Em Roma, no mesmo hotel na Via Veneto, ela entrou no quarto e passou a mão pela parede coberta com aquele papel antigo, crisântemos dourados em fundo escuro, como naquele biombo que Orestes Barbosa cantou num velho sucesso de Sílvio Caldas.
Ela disse em voz baixa o nome de um conto de Scott Fitzgerald, Babilônia revisitada, não era a última vez que viam Paris, era a última vez que viam Roma. Ele fingiu não ter ouvido, não gostava de Scott Fitzgerald, preferia Faulkner.

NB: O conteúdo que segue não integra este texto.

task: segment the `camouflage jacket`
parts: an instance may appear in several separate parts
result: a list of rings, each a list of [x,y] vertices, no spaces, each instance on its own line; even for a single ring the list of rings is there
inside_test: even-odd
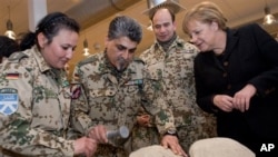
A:
[[[26,156],[73,156],[66,140],[70,115],[66,72],[52,69],[34,46],[1,65],[0,145]]]
[[[195,125],[193,119],[203,118],[196,105],[193,59],[197,53],[195,46],[177,37],[167,52],[155,42],[140,55],[150,73],[153,92],[163,96],[175,116],[176,127]]]
[[[156,115],[159,131],[173,127],[173,117],[160,99],[152,101],[156,95],[149,94],[149,81],[145,79],[146,70],[139,59],[118,72],[103,53],[93,55],[79,62],[73,71],[75,82],[81,82],[86,97],[72,100],[73,126],[81,134],[87,134],[90,127],[105,125],[108,130],[116,130],[120,126],[132,129],[138,109],[143,106],[150,114]],[[151,100],[152,105],[145,104]],[[115,146],[122,143],[110,141]]]

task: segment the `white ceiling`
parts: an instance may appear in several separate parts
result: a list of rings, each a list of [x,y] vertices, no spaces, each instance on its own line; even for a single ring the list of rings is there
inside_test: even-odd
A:
[[[179,3],[189,9],[202,0],[179,0]],[[270,7],[271,13],[278,19],[278,0],[210,0],[217,3],[228,19],[229,27],[238,27],[248,22],[261,22],[265,16],[264,8]],[[9,18],[8,6],[10,6],[10,19],[16,33],[28,30],[28,0],[0,0],[0,33],[6,31],[6,22]],[[76,18],[81,27],[80,40],[70,66],[83,58],[82,41],[86,38],[91,52],[103,49],[109,21],[117,14],[126,14],[137,19],[143,29],[143,39],[138,46],[138,53],[147,49],[153,42],[153,32],[146,29],[149,23],[142,11],[147,10],[147,0],[47,0],[48,12],[61,11]],[[181,31],[182,16],[185,11],[177,14],[178,35],[187,39]],[[268,28],[270,33],[278,32],[278,24]],[[96,47],[95,49],[95,46]],[[100,49],[98,49],[100,48]]]

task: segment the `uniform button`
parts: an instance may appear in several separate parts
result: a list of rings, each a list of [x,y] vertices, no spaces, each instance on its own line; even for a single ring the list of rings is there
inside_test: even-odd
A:
[[[228,86],[227,86],[227,89],[231,89],[231,85],[228,85]]]
[[[229,65],[228,61],[224,61],[224,66],[227,67]]]

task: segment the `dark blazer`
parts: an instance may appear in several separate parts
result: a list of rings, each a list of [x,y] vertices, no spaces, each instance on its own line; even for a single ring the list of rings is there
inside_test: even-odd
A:
[[[258,24],[226,32],[224,55],[207,51],[195,59],[197,104],[216,114],[219,136],[278,139],[278,42]],[[212,105],[215,95],[234,96],[247,84],[257,89],[248,111],[224,112]]]

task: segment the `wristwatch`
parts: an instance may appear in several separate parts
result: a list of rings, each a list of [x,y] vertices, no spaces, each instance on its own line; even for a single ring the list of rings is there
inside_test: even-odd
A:
[[[165,135],[170,135],[170,136],[178,136],[177,130],[175,129],[168,129]]]

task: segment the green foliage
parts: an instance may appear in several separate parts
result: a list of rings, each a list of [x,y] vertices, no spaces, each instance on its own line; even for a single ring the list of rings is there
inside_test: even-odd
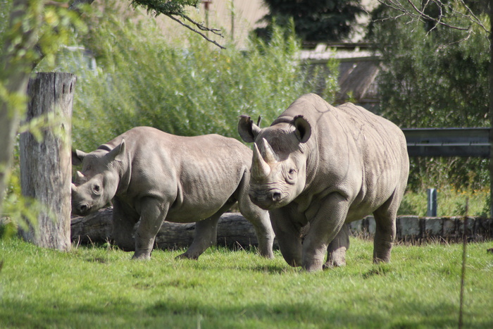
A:
[[[75,69],[79,77],[73,129],[79,149],[92,149],[138,125],[238,138],[239,115],[261,115],[270,123],[297,97],[319,89],[317,74],[294,60],[295,37],[285,38],[278,27],[269,43],[254,39],[250,50],[240,51],[234,44],[220,50],[192,32],[173,43],[151,18],[122,20],[108,8],[93,26],[85,44],[95,53],[97,70],[77,68],[81,54],[68,52],[58,68]],[[330,101],[336,77],[327,81],[318,91]]]
[[[131,3],[134,8],[142,6],[156,15],[160,13],[182,15],[186,13],[185,6],[197,7],[200,0],[132,0]]]
[[[68,253],[0,240],[1,328],[453,328],[462,246],[397,245],[371,263],[351,239],[347,266],[316,273],[244,250],[198,261],[155,250],[149,261],[112,248]],[[468,245],[464,326],[491,328],[492,242]],[[42,284],[40,284],[42,283]],[[19,316],[22,314],[22,316]]]
[[[437,216],[472,216],[489,217],[489,189],[458,190],[445,186],[437,190]],[[408,191],[401,203],[397,215],[426,216],[426,190]]]
[[[285,26],[294,19],[296,34],[303,41],[341,41],[348,37],[356,23],[356,16],[364,14],[360,0],[266,0],[270,13],[263,20],[267,27],[257,28],[256,33],[270,37],[273,23]],[[275,25],[274,24],[274,25]]]
[[[489,126],[487,32],[478,25],[469,35],[387,19],[395,15],[378,7],[368,37],[382,56],[381,114],[403,128]],[[478,190],[489,185],[487,166],[478,159],[412,159],[409,186],[414,191],[449,184]]]

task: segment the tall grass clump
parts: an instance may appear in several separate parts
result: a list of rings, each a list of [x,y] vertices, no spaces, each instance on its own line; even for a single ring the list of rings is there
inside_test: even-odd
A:
[[[285,37],[275,27],[269,43],[253,39],[247,51],[232,44],[221,50],[185,30],[178,42],[170,41],[154,18],[138,11],[122,18],[108,9],[112,3],[106,2],[104,15],[81,41],[95,54],[97,68],[80,65],[84,60],[79,51],[65,51],[58,68],[79,77],[75,147],[90,150],[138,125],[180,135],[237,138],[239,115],[254,120],[261,115],[270,123],[301,94],[320,93],[321,70],[308,73],[295,60],[300,46],[294,33]],[[331,65],[335,73],[337,63]],[[325,80],[321,94],[330,101],[337,75]]]

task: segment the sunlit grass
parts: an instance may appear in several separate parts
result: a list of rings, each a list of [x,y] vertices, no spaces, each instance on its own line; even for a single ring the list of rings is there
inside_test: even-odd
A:
[[[493,242],[470,244],[465,324],[491,328]],[[390,328],[457,325],[461,244],[397,245],[371,263],[351,238],[348,265],[316,273],[255,252],[212,248],[149,261],[112,247],[68,253],[0,240],[0,328]]]

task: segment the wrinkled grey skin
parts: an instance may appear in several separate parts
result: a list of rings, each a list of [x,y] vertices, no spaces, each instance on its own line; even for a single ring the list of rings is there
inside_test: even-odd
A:
[[[242,116],[238,132],[255,142],[250,197],[269,210],[289,264],[308,271],[345,265],[344,223],[372,213],[373,261],[389,261],[409,170],[397,126],[352,104],[336,108],[308,94],[264,129]]]
[[[72,211],[85,216],[113,200],[113,237],[137,259],[150,258],[163,221],[196,222],[194,241],[179,257],[196,259],[216,242],[221,214],[237,201],[261,254],[273,258],[268,212],[248,197],[251,161],[251,151],[232,138],[137,127],[91,153],[73,152],[73,164],[82,163],[82,170],[72,184]]]

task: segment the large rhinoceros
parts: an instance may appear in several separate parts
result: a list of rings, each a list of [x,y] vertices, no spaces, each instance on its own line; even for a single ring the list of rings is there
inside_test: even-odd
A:
[[[309,271],[344,265],[344,223],[372,213],[373,261],[389,261],[409,170],[397,126],[352,104],[334,107],[308,94],[264,129],[242,116],[238,131],[255,142],[250,197],[270,211],[289,264]],[[308,223],[301,242],[300,228]]]
[[[73,164],[82,163],[82,170],[72,184],[72,211],[87,215],[113,200],[113,238],[139,259],[150,258],[163,221],[196,222],[193,242],[180,256],[196,259],[216,242],[221,214],[237,201],[260,254],[273,258],[268,212],[248,196],[251,161],[251,151],[232,138],[135,128],[91,153],[73,152]]]

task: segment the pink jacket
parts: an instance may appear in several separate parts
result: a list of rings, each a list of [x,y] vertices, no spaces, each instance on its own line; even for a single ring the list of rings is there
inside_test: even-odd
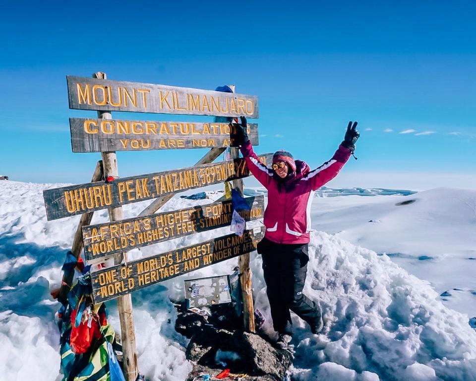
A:
[[[296,175],[281,182],[274,171],[259,161],[250,142],[240,149],[251,173],[268,190],[265,237],[279,244],[308,243],[314,191],[336,177],[349,160],[350,150],[339,146],[330,160],[314,171],[303,161],[296,160]]]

De repente, era o "capodanno", o colorido réveillon italiano, eles tinham mesa numa tasca do Trastevere, ela colocou um colar de havaiano no pescoço, ele se enfiou num chapéu que parecia um pirulito. Depois, bem, depois bendisseram o fato de Roma parecer uma velha estação ferroviária, mal iluminada. O "carabiniere" os surpreendeu na amurada do rio, pensaram que iam ser presos por atentado ao pudor. O guarda desejou: "Auguri". Bateu continência e foi embora.